Welche neuen Erkenntnisse haben die Ridgecrest-Erdbeben geliefert?

Am 4. und 5. Juli 2019 gab es in der Region rund um Ridgecrest insgesamt mehr als 4000 Erdbeben, von denen die stärksten Erschütterungen die Stärke von 7,1 auf der nach oben offenen Richter-Skala erreichten. Die Auswertung dieser Bebenserie brachte den Beweis, dass viele kleine Erdbeben das Potential haben, sich zu einem großen Beben zu vereinigen. Die ersten Anhaltspunkte hatten die Geologen schon bei den Untersuchungen der geologischen Strukturen nach dem Landers-Beben im Jahr 1992 in der Mojave-Wüste gefunden. Damals entstanden bei einem Beben der Stärke 7,3 zeitgleich fünf tektonische Störungslinien.

Wissenschaftler der NASA haben nun zusammen mit dem USGS herausgefunden, dass auch die Ridgecrest-Erdbeben drei Ursprünge hatten. Zuerst hatten sie die sich kreuzenden Verwerfungen am Little Lake als alleinige Ursache vermutet. Am 4. Juli 2019 traten innerhalb von 12 Sekunden drei separate Erdbeben mit Stärken von 2 x 6,2 und 1 x 6,1 auf. Durch die Überlagerungen der Schockwellen kam es zu einer Gesamtstärke von 6,4. Ein ähnliches Bild zeigte sich bei den Überprüfungen auch beim Ridgecrest-Erdbeben mit einer Stärke von 7,1 am 5. Juli 2019. An diesem Tag haben sich die Schockwellen von vier Beben überlagert und verstärkt. Die über 4000 Nachbeben gingen auch von den 20 zusätzlichen Rissen aus, die sich dabei in der Region gebildet haben.

Steigt dadurch das Risiko für ein „Big One“ in Südkalifornien?
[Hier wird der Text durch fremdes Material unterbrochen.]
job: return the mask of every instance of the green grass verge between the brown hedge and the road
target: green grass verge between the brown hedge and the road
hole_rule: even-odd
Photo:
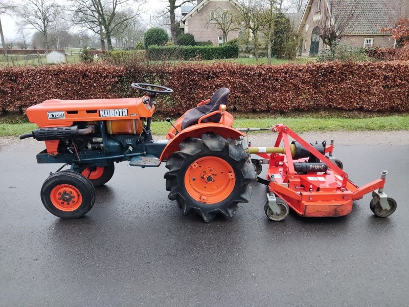
[[[260,114],[258,115],[260,116]],[[275,124],[284,123],[297,133],[306,131],[359,131],[359,130],[409,130],[409,115],[390,115],[376,117],[354,117],[340,118],[330,115],[308,115],[298,116],[278,116],[273,117],[265,114],[264,117],[250,118],[245,115],[236,115],[234,127],[271,127]],[[0,116],[0,137],[18,136],[34,130],[35,124],[27,122],[24,116],[8,115]],[[165,135],[170,128],[170,124],[164,120],[152,122],[152,133],[155,135]]]

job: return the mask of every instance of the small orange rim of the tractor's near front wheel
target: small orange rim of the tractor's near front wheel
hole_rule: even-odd
[[[60,184],[51,190],[50,200],[58,210],[70,212],[81,206],[82,196],[76,187]]]

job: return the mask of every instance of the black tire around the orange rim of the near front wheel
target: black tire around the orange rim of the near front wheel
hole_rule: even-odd
[[[65,212],[57,209],[50,200],[51,190],[59,184],[70,184],[75,186],[82,196],[81,206],[70,212]],[[50,213],[63,218],[65,220],[72,220],[74,218],[79,218],[85,215],[89,210],[92,209],[95,203],[95,188],[89,179],[82,176],[73,170],[64,170],[60,172],[53,173],[49,178],[47,178],[41,187],[41,201],[44,207]]]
Einige forschende Geologen bejahen diese Frage zumindest in Bezug auf die mögliche Stärke und die Größe der betroffenen Region. Die Untersuchungen der Ridgecrest-Erdbeben haben gezeigt, dass es komplexere Zusammenhänge bei den geologischen Störungslinien gibt, als bisher angenommen wurde. Dadurch vergrößert sich die Region, in der ein derart erhöhtes Erdbebenrisiko besteht, dass eine intensive Bebauung unterbleiben sollte. Die Vernetzung der einzelnen Bruchlinien begünstigt die Instabilität und Verschiebung anderer Bruchlinien bis hin zum San-Andreas-Graben. Das heißt, es sind Kettenreaktionen möglich, die Überlagerungen von Bebenwellen bringen. Dieser Effekt kann die Stärke eines „Big One“ über die bisher angenommenen Werte steigern.

Ähnliche Zusammenhänge wurden auch bei Erdbeben in Neuseeland gefunden

Die Resultate der Untersuchungen der Ursachen der Ridgecrest-Erdbeben bestätigte Forschungsresultate rund um das Kaikoura-Beben in Neuseeland im Jahr 2016. Es hatte eine Stärke von 7,8 auf der Richter-Skala. Auch danach wurden knapp zwei Dutzend neue Bruchlinien als Ursache ausgemacht. Sie erstrecken sich ebenfalls über einen sehr großen Bereich und brachten die Behörden in Neuseeland dazu, die Sperrgebiete für eine Bebauung zu vergrößern.